As I noted a few days ago, the New York Times blog, of which I was a "regular", has put up its last post. It's definitely bittersweet for me (I can't deny there are SOME emotions to seeing the last post, since I've hung in here for close to a year!) But, somehow, I think I'll be able to work tomorrow. :)
Here are the lessons that, I think, one should learn.
1. Plan in advance. As far ahead as you can, as soon as you are thinking about remodeling or building a home, start the process to find a kitchen designer. Alison and Paul's (the homeowners) builder told them to wait until the kitchen had a floor. That's...I can't find the words.
2. Find a kitchen designer - Take a look at this post for tips to find a kitchen designer. Allow for time up front, it may not be able to get done quickly.
3. Before you sign a contract, tell your builder you may not want to use his kitchen designer. Deal with that up front, and find out what sort of allowance will be rebated back to you. My take is Alison and Paul thought they would get a better deal with the builder's kitchen person. This is unknowable on their part, and I doubt it would have been much of a deal in the end. Not worth it.
4. Be aware that sometimes builders' kitchen designers are most comfortable with doing kitchens one way, and fast. Do you want that for a long term purchase?
5. Will your kitchen designer advocate for YOU...or for the builder? Alison and Paul had an issue with a large air handler which created a very bad aesthetic situation on several counts in their kitchen. Their designer should have been on the spot right away to come up with alternate solutions.
6. Be aware that even if you have to pay an upfront fee for a kitchen designer, in nearly all cases, the fee is refundable upon purchase of cabinetry. Extremely low risk and very much worthwhile to go this route.
7. Make sure the designer draws in surrounding spaces ESPECIALLY (did I say especially?) if the space is a great room. This was not done in Alison and Paul's case. As a result, the great room is a kitchen with a dining and seating/sofa area in it rather than a great room with a kitchen in it.
8. Make sure the dining area is drawn with chairs, the proper size table, all proper size furniture, and the spacing is gone over very carefully with you. Alison and Paul's great room is 44, maybe 45 feet long, with, oh, 9 1/2' allocated to the dining area. Yes, that's REALLY a place that I want to hang out at. Maybe there is 4' between the table and the sofa on the other side of the space.
9. Note the window placement in relation to the dining table. In Alison and Paul's case, the windows have no relationship to a dining table. And, they are different sizes. It's just bad. They were warned.
10. Alison and Paul have acres of countertop, all of it one dark colored granite. Be aware of the impact of this type of situation.
11. Don't blindly put boxes on the wall. There are many other creative ways to design a kitchen.
12. Look at proportions and sizes of cabinet doors. In quite a few areas, Alison and Paul's doors do not relate well to one another, side by side and/or top to bottom.
13. Please think twice before you "default" to maxing out every possible inch for storage.
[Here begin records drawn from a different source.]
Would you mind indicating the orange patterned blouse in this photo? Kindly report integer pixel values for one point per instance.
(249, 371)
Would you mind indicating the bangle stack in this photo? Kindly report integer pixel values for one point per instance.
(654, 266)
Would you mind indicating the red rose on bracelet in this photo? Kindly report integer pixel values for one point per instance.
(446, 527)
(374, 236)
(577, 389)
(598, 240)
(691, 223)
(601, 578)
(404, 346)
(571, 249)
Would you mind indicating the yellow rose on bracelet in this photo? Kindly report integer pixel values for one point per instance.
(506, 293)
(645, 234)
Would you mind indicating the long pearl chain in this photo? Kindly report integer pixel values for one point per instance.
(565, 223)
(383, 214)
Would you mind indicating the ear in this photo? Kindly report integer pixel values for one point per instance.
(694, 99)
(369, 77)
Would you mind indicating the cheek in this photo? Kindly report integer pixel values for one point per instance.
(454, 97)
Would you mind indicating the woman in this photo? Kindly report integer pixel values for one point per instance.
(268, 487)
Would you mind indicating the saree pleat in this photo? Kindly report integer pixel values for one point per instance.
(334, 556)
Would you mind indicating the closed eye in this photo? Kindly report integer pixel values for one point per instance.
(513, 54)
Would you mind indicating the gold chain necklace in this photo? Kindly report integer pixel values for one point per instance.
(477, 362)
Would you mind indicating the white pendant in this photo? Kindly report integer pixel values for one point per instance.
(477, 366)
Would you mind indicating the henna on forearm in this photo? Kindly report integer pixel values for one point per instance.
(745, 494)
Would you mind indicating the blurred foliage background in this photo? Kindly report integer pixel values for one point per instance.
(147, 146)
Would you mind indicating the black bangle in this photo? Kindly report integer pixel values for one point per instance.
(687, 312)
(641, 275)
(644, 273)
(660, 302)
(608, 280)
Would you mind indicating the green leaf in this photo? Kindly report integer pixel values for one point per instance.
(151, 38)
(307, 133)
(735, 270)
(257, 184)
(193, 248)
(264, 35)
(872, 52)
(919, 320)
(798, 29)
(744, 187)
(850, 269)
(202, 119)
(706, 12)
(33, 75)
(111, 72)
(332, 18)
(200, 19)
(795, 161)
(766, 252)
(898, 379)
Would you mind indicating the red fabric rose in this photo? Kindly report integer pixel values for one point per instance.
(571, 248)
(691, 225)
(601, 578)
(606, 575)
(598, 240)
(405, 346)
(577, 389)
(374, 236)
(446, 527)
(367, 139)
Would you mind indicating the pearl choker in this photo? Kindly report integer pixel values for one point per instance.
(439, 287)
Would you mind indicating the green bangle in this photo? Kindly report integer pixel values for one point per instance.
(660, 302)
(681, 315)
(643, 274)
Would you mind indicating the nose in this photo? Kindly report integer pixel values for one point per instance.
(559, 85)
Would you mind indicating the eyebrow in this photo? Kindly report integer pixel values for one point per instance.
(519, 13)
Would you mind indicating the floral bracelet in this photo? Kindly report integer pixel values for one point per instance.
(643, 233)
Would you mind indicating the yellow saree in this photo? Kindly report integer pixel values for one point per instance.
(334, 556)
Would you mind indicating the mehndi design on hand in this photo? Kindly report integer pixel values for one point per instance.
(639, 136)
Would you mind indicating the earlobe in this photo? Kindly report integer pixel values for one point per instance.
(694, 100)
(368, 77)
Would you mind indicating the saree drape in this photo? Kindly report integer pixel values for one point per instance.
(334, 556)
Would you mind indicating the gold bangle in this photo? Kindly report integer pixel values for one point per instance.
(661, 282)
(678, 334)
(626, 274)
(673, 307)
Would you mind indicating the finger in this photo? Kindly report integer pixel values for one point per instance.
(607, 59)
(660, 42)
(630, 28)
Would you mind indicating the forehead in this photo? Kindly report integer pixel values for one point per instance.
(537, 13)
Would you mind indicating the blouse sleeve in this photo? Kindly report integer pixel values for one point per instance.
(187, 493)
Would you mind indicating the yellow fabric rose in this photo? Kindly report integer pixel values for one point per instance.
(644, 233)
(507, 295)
The kitchen can look like another room, a lovely room, a real room. Do you really need all that stuff? If you do, and it's a great room, then be aware that there are alternatives to all those.....boxes. Creativity takes time. Give it time and understand that the aesthetic nature of the kitchen should be given equal, yes I said, equal, billing, especially in a great room!
14. Just put the time in. Apathy breeds boring design solutions as well as outright bad design due to others' apathy, responding to your apathy.
Ah, I feel better. I've had so much built up frustration during the course of this blog. The apathy, the waste in this kitchen, really was unfortunate. And, again, ad nauseum, I'm talking the apathy and waste in the fundamentals.